December 21st 2011
Whoever thought that one difference in appearance could alter the thought process of everyone around you?
Whoever thought I would be suffering this long. I ask why I was chosen to undergo the vicious battle of verbal abuse. Coming home and putting a smile on my face so mama won’t say “What’s wrong baby” but as soon as the lights went out tears flooded my pillow.
Whoever thought as a senior in high school I would still be doing the same thing. “That’s elementary stuff” I told myself “It will get better “I said “People are more mature as you go higher into education”. My optimism kept me strong but reality soon set in.
The jokes got louder. The crowd of people laughing grew bigger. The words got even harsher than before. It’s like I was some sort of show, but all I really was, was a girl just trying to make. I wanted to be accepted not an outcast. I wanted people to look past appearance and find the girl who loved to dance in her room.
The nights of tears increased and the thoughts of one resolution become the only thought in my mind. I felt like I wasn’t good enough. What was my sole purpose on this earth if all people ever saw was what was on the outside? I wasn’t strong enough to fight this battle. I wasn’t strong enough to continue to live this life of ridicule and verbal abuse. The words I had heard were pierced into my brain never to leave my mind.

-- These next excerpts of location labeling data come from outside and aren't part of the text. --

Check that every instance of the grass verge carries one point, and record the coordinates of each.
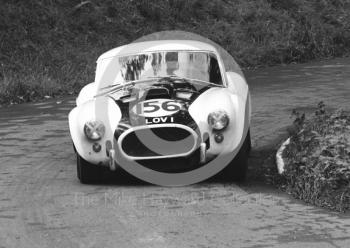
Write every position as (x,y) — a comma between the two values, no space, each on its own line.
(317,160)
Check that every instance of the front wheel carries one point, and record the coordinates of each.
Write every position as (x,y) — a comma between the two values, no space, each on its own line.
(87,173)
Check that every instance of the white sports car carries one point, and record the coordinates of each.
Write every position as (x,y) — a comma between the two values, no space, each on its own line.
(169,106)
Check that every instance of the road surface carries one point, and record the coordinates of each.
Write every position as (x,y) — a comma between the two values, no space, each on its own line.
(42,204)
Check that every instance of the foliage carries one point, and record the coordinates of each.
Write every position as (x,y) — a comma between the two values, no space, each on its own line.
(318,159)
(50,46)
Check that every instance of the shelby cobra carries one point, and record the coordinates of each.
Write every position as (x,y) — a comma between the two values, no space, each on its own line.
(168,105)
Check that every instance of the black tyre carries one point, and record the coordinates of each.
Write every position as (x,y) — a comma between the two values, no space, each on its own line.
(87,173)
(237,168)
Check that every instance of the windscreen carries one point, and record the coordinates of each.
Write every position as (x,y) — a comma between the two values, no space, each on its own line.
(202,66)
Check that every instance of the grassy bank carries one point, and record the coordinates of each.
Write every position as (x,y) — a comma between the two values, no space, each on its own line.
(317,160)
(49,47)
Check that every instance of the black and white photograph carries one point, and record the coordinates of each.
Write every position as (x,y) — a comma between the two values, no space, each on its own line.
(174,123)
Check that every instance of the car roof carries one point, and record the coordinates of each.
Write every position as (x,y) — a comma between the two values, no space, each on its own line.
(159,45)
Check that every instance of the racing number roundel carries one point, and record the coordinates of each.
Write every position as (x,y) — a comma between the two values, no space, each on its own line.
(156,108)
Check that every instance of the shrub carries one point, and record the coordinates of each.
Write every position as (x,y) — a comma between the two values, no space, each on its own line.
(318,159)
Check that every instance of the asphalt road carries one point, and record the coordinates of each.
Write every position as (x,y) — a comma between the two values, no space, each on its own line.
(42,204)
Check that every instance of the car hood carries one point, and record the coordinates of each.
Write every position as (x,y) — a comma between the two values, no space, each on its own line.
(158,103)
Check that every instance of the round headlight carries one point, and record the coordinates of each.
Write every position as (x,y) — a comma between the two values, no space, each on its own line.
(94,130)
(218,120)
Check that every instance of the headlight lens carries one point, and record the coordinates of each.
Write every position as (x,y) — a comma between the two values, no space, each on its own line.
(218,120)
(94,130)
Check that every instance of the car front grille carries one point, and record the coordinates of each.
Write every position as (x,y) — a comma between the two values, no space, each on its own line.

I was TIRED! I was ready for it to be over. I was ready. Everything was planned. It was finally going to be over. The hatred! The abuse! The bullying! None of that would matter anymore. I wouldn’t be able to hear it anymore. What’s the point if I’m not good enough? What the point if I was have no purpose here. All I was doing was taking up space. It would all be over soon. No one can bother if you’re dead right?
My life was crumbling into pieces. There was no point.
The day had come. It would finally be over. I was about to start then suddenly I hear my mother say “We have to take her to the hospital” I push my plan aside and go to the hospital. Emergency surgery was needed. I got down on my knees and started to pray (which I hadn’t done in a long time) Few minutes later the doctor comes out and says “are you ready to see your niece”. December 21st 2011 at 9 am my beautiful niece was born. I looked into her big beautiful brown eyes and said “I can’t leave her in the world of hatred alone”. At that moment I realized my sole purpose was to be there for the little girl. Be the aunt that would protect her from everything.
After that moment all the words of hatred, all the insecurities didn’t mean a thing. All that mattered was the beautiful angel that had been brought into this world.
I canceled my plan of suicide and lived my life despite of all the hard ships to come because I knew at the end of the day I would have a beautiful niece that would love me no matter how I looked.